Opinión

Es el momento de las mascarillas, no de los esputos

Podrán aporrear todas las cacerolas que deseen, pero no cuando una nación está luchando para no irse a la mierda

Cuando algo está fuera del tiempo o de los propósitos que ese tiempo exige, lo consideramos inoportuno. Desde hace ya unos días, hay palabras, acciones y personas fuera de lugar. Cosas que ocurren cuando no deben o que demoran cuando se les espera con urgencia. Convocar y reunir a miles de personas a las puertas de una pandemia, como ocurrió el pasado 8 de marzo, o comparecer ante un país aterrado manoseando un rosario de palabras redichas y vacías, puede ser una muestra de ello.

Corresponde a La Polaroid de esta cabecera plantear al lector una imagen que resuma lo ocurrido en los siete días consecutivos que separan una semana de la anterior. Y en esta han ocurrido muchas cosas: un Gobierno entumecido y distraído en sus propias riñas, un país que salió de su vida para encerrarse y ponerse a cubierto ante la expansión de un virus que pudo detectarse antes.

La foto que nos sale esta semana es fantasmagórica. No hay nadie retratado en ella, sólo paredes desnudas, calles desoladas y podios vacíos a los que nadie acudió cuando se les esperaba. A esta semana corresponde la fotografía de los que no llegaron a tiempo, de los que no aparecieron o intentaron meterse a la fuerza cuando ya no servía de nada.

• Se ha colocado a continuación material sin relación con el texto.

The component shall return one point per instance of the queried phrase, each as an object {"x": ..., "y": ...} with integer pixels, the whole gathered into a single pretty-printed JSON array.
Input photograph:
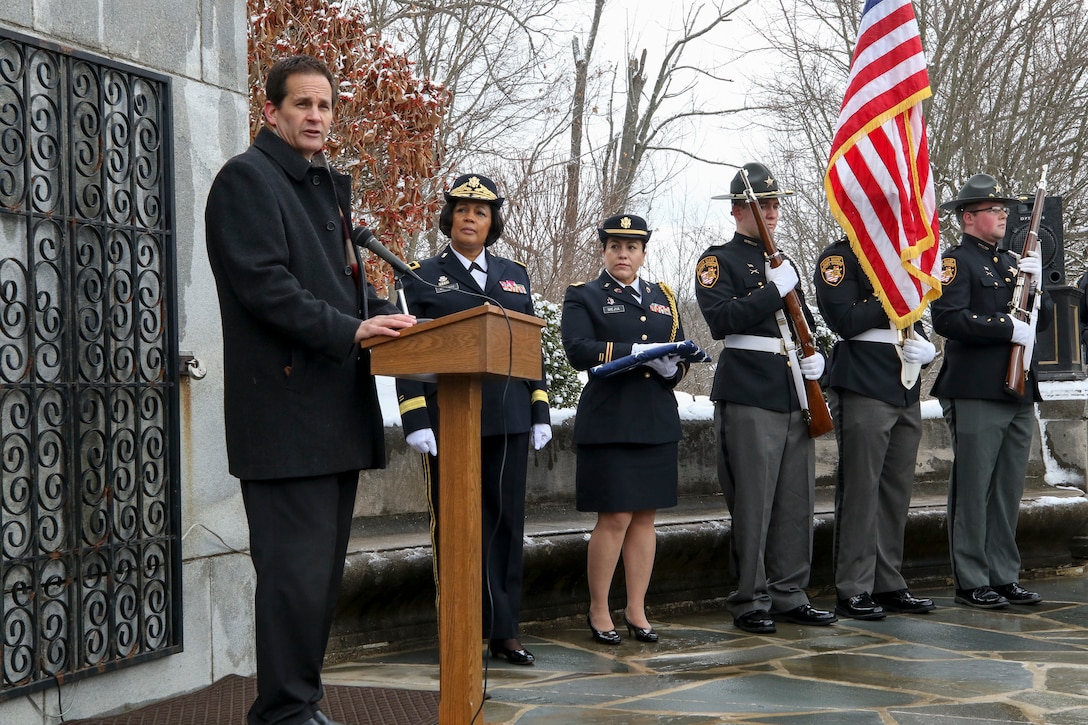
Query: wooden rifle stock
[
  {"x": 1023, "y": 302},
  {"x": 817, "y": 415}
]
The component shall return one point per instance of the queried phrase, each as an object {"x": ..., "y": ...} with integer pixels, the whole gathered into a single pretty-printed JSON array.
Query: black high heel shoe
[
  {"x": 610, "y": 637},
  {"x": 639, "y": 633}
]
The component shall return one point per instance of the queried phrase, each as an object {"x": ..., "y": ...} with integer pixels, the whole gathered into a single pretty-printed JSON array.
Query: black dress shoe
[
  {"x": 755, "y": 622},
  {"x": 1017, "y": 594},
  {"x": 806, "y": 614},
  {"x": 610, "y": 637},
  {"x": 321, "y": 719},
  {"x": 639, "y": 633},
  {"x": 984, "y": 598},
  {"x": 903, "y": 601},
  {"x": 860, "y": 606},
  {"x": 514, "y": 654}
]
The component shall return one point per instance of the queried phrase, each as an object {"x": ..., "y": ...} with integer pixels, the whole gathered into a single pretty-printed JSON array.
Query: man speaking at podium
[{"x": 301, "y": 412}]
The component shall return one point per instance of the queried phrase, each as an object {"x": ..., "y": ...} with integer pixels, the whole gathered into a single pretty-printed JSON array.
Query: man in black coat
[
  {"x": 301, "y": 413},
  {"x": 766, "y": 459},
  {"x": 878, "y": 427},
  {"x": 991, "y": 429}
]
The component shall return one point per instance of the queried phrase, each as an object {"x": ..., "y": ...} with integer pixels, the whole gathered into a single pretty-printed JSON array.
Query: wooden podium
[{"x": 461, "y": 349}]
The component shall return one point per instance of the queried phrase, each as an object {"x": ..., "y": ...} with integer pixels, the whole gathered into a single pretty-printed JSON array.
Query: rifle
[
  {"x": 816, "y": 414},
  {"x": 1024, "y": 306}
]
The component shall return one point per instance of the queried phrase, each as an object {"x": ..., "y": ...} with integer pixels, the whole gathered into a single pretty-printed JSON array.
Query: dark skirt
[{"x": 620, "y": 477}]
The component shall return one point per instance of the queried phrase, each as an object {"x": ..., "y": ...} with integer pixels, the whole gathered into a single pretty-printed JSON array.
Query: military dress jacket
[
  {"x": 601, "y": 321},
  {"x": 736, "y": 297},
  {"x": 850, "y": 306},
  {"x": 298, "y": 396},
  {"x": 977, "y": 281},
  {"x": 508, "y": 284}
]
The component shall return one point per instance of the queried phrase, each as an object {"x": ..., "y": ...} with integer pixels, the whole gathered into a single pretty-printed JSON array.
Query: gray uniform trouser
[
  {"x": 878, "y": 449},
  {"x": 990, "y": 441},
  {"x": 766, "y": 468}
]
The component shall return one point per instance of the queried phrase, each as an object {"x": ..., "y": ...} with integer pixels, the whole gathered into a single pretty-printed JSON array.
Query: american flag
[{"x": 878, "y": 180}]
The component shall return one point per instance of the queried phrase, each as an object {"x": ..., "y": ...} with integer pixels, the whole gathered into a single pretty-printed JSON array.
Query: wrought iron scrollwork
[{"x": 89, "y": 541}]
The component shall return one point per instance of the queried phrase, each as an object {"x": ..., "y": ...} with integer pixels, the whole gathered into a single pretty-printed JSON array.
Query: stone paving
[{"x": 952, "y": 666}]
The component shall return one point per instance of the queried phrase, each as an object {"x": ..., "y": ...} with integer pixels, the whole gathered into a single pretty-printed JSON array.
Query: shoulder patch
[
  {"x": 707, "y": 271},
  {"x": 832, "y": 270},
  {"x": 948, "y": 270}
]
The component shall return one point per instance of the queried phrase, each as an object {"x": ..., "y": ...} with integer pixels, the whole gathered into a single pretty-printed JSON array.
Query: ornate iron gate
[{"x": 89, "y": 541}]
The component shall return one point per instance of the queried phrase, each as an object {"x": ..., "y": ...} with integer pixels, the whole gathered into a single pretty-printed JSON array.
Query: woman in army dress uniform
[
  {"x": 512, "y": 416},
  {"x": 627, "y": 427}
]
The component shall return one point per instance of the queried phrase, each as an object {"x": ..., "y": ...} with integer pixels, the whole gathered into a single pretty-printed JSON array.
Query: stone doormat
[{"x": 226, "y": 701}]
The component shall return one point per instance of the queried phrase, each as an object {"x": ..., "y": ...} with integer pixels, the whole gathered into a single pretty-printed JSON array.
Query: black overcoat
[{"x": 298, "y": 396}]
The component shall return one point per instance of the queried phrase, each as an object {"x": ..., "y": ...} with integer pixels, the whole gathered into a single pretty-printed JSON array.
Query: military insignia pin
[
  {"x": 831, "y": 270},
  {"x": 948, "y": 270},
  {"x": 707, "y": 271}
]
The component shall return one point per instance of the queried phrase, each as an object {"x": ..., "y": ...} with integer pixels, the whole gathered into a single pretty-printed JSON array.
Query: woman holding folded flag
[{"x": 627, "y": 428}]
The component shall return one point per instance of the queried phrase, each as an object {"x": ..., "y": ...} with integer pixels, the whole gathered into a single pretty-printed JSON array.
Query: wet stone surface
[{"x": 952, "y": 666}]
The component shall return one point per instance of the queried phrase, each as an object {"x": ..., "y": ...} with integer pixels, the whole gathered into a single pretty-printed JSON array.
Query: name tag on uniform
[{"x": 510, "y": 285}]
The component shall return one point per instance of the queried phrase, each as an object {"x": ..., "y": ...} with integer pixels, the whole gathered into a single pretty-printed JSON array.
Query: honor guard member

Aspiran a la orla un especialista en epidemias que manda a la gente a manifestarse, un presidente que hace de la obviedad virtud y unos socios de gobierno que horadan, no ya el buen curso de la gobernanza, sino el futuro de los ciudadanos que dependen de ella. Todos juntos componen un retrato de ausentes al que conviene añadir los nacionalismos narcisistas incapaces de buscar el bien común.

Es verdad, también, que el Rey parece haber renunciado a su obligación de salvar de la irrelevancia a la institución que dirige

Resulta irritante cómo el rey Felipe VI ha hecho las cosas esta semana: de la peor manera posible. Primero al despachar un comunicado cuya gravedad no debió intentar disimular haciéndola pasar por debajo la mesa de la pandemia. Pero aún peor fue comparecer cinco días más tarde de la declaración de un estado de alarma con un discurso que igual servía para inaugurar un puente. Pero eso no nos da el derecho de dinamitar lo que ya existe. 

Es verdad, también, que el Rey parece haber renunciado a su obligación de salvar de la irrelevancia a la institución que dirige. Puede haber renunciando a la herencia de su padre por aquello de arrojar a don Juan Carlos al fuego preventivo de la hoguera, pero ocurre que dentro de ese legado que repudia está, también, la institución que hoy es incapaz de defender.

En respuesta, podrán aporrear todas las cacerolas que deseen, pero no cuando una nación está luchando para no irse a la mierda, porque el gesto de la cucharilla contra el cazo resulta frívolo y falto de humanidad. Que todo lo anterior sea de alguna manera cierto no justifica que nos pongamos a estornudar improperios o rebañar cuando lo necesario es la virtud. Es el momento de las mascarillas, no de los esputos.